Monthly Archives: April 2007

You Might As Well Sue: Dorothy Parker Collections, Legal Infractions

Via Dear Author, this Dorothy Parker news:

Starting July 17, 2007, Penguin will be in court to defend itself from allegations of copyright infringement by Stuart Silverstein. For anyone not familiar with how slowly the wheels of justice churn, Silverstein’s case is illlustrative. The story begins in 1994 when Silverstein shopped around a compilation of 122 Dorothy Parker poems, many of which had never been included in book form.

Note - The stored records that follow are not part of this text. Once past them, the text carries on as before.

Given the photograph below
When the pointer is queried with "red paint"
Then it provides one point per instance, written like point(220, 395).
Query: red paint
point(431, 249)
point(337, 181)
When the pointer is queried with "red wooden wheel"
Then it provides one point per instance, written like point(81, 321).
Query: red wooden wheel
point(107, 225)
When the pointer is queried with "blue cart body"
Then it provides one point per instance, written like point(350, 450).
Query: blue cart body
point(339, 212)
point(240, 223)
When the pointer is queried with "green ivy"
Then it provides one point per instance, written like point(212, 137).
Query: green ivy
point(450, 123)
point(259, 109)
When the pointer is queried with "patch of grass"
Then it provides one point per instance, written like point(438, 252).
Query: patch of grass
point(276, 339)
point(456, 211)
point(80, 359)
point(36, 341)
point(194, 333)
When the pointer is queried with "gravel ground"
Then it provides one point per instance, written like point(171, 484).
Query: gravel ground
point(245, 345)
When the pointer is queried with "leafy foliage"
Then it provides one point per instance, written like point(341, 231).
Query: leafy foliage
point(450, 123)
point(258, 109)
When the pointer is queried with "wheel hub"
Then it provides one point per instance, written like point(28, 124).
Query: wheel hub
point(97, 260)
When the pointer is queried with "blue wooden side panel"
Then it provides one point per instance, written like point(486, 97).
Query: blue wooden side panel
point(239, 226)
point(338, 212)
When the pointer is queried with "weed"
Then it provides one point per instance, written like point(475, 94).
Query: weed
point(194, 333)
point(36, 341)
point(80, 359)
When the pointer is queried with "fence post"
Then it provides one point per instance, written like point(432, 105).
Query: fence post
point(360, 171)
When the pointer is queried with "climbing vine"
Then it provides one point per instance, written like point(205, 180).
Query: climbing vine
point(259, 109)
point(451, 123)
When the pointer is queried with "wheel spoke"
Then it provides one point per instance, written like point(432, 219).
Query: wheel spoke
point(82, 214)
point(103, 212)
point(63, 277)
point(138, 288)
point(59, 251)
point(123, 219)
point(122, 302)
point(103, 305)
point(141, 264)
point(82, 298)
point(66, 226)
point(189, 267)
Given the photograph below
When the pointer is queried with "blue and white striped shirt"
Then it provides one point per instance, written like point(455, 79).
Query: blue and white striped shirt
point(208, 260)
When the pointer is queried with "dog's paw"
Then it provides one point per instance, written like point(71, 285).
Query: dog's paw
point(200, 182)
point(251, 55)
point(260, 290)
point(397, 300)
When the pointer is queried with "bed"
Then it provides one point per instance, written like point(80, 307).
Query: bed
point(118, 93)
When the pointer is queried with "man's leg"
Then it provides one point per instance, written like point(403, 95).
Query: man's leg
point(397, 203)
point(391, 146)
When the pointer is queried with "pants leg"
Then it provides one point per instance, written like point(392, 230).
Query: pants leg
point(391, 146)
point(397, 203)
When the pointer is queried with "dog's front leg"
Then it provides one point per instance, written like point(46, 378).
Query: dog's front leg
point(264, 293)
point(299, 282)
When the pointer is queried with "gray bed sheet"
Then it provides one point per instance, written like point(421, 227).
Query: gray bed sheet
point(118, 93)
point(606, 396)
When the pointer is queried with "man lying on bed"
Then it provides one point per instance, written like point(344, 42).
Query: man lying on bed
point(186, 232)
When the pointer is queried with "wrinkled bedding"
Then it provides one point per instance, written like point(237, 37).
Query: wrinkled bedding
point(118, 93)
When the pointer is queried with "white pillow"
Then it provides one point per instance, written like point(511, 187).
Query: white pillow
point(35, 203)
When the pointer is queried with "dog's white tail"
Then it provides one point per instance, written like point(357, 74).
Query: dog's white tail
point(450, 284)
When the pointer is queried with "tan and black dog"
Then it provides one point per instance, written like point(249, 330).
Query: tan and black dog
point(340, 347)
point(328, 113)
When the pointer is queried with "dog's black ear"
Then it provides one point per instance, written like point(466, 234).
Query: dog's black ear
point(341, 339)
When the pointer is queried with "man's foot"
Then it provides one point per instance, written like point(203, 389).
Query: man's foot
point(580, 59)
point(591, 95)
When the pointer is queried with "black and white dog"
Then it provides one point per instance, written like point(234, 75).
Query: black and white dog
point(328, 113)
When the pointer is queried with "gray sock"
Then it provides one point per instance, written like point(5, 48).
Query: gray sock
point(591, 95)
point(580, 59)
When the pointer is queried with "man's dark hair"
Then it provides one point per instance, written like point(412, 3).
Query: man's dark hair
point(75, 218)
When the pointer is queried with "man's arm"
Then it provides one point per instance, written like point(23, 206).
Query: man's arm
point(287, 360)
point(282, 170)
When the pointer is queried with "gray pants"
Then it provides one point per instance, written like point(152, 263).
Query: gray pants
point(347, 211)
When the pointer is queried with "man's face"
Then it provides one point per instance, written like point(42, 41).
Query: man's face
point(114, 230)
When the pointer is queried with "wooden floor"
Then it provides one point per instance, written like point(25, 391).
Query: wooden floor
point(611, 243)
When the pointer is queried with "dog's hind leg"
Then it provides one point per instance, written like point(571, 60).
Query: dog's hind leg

He brought the collection to Penguin and was offered $2,000 for an advance. Silverstein declined and eventually published the collection, NOT MUCH FUN: The Lost Poems of Dorothy Parker through Scribner. In 1999, Penguin released, Dorothy Parker: Complete Poems in 1999, which was essentially a “comma by comma” copy of Silverstein’s work. The Penguin editor admitted that she copied Silverstein’s book and cut and pasted the poems into Complete Poems.

Silverstein filed suit and it has gone round and round (all the way to the 2nd Circuit Court of Appeal) and is now set for trial. The basis of the dispute is whether the compilation by Silverstein contains enough creativity to deserve a copyright.

When I’m less sleepy, I will see what Kevin Fitzpatrick at the Dorothy Parker Society has to say about this. (Their site’s looking really nice these days. If you live in or are visiting New York and haven’t taken Fitzpatrick’s Algonquin Round Table walking tour—do!) Anyone else know more?

April Fool? For Poetry, a Slightly Pouty Times Correction

In today’s Times:

An essay on March 11 about poetry in The New Yorker magazine referred imprecisely to the poet W. S. Merwin. While he was indeed a special Bicentennial consultant in poetry to the Library of Congress for 1999-2000, a position some consider tantamount to that of a poet laureate, he has not been United States poet laureate.

The essay also misspelled the surname of another poet at one point. He is J. D. McClatchy, not McLatchy. (Go to Article)

Aside to Regret the Error: “at one point”? And “The essay … misspelled”? As Charlton Heston likes to say, essays don’t misspell people, people misspell people. Is this the paper o’ record or a high school Hamlet paper?